When attempting to enable a Supervisor Cluster in VMware vSphere with Tanzu (VKS), the enablement process fails or hangs. The following symptoms are observed:

• The vSphere Client displays errors indicating the Control Plane VM cannot reach DNS servers.
• Deployment status for the Supervisor remains in a Failure or Warning state during the "Waiting for Workload Network" phase.
• Communication between the Control Plane VM and the management DNS server fails specifically over the workload network.
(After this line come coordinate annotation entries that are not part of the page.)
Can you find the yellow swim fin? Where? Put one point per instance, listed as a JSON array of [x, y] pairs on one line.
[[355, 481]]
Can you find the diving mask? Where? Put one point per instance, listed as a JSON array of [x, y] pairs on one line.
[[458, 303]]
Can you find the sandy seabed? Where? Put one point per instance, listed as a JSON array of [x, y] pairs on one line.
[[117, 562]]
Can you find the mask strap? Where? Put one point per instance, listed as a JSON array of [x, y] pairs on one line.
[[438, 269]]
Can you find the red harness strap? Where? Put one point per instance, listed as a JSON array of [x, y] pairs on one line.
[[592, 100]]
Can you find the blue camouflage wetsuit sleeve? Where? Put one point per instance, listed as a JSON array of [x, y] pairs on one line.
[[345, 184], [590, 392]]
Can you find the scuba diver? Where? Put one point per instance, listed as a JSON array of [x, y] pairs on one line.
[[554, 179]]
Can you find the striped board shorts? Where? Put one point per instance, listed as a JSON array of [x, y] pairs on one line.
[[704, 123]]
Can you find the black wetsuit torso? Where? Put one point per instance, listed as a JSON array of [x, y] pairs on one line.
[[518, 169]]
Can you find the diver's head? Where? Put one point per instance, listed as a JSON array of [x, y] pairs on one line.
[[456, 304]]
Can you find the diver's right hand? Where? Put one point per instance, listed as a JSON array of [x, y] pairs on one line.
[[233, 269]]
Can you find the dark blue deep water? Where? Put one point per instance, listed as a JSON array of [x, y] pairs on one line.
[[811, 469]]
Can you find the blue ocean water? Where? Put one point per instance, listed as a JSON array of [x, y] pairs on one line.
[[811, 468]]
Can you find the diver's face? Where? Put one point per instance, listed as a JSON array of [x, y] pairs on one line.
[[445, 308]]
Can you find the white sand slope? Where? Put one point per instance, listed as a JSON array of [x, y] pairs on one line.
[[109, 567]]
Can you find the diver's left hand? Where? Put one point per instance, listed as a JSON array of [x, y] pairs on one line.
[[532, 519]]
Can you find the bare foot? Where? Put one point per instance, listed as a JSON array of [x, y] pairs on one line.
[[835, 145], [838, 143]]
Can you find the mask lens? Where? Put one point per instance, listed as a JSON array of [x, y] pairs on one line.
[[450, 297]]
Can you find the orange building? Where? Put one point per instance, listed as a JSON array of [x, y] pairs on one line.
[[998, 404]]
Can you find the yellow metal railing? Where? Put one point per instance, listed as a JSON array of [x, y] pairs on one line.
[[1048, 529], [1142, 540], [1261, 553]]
The following error is observed during the validation phase:

Unable to connect to the management DNS servers '<REDACTED_IPS>' from the control plane VM. The connection was attempted over the workload network

Log excerpts from the WCP logs show network timeout errors connecting to the DNS server:

2026-03-20T04:54:45.556Z WARNING network_setting: Network validation failed: 'Unable to connect to the management DNS servers '<REDACTED_IPS>' from the control plane VM <REDACTED_SECRETS>. The connection was attempted over the workload network.
2026-03-20T04:54:45.556Z DEBUG condition: Updated condition: type=ManagementNetworkConfigured, status=FALSE, reason=WorkloadNetworkDNSServerConnectionFailed, messages=[Severity: ERROR, Details: Id: vcenter.wcp.node_state_check.mgmt_network <REDACTED_SECRETS>. The connection was attempted over the workload network. Error: lookup <REDACTED_HOSTNAMES> on <REDACTED_IPS>:53: read udp <REDACTED_IPS>:36140-><REDACTED_IPS>:53: i/o timeout., Args: ['<REDACTED_IPS>', '<REDACTED_SECRETS>']

VMware NSX

An MTU mismatch exists on the ESXi host network or the upstream physical switch where the Supervisor control plane VM is deployed, resulting in packet drops and DNS connectivity failure.

• Verify the MTU configuration on the ESXi host where the control plane VM is deployed.

• Validate the MTU configuration on the physical switch ports connected to the ESXi host.

• Correct any MTU mismatches to ensure end-to-end MTU consistency from the control plane VM to the DNS server.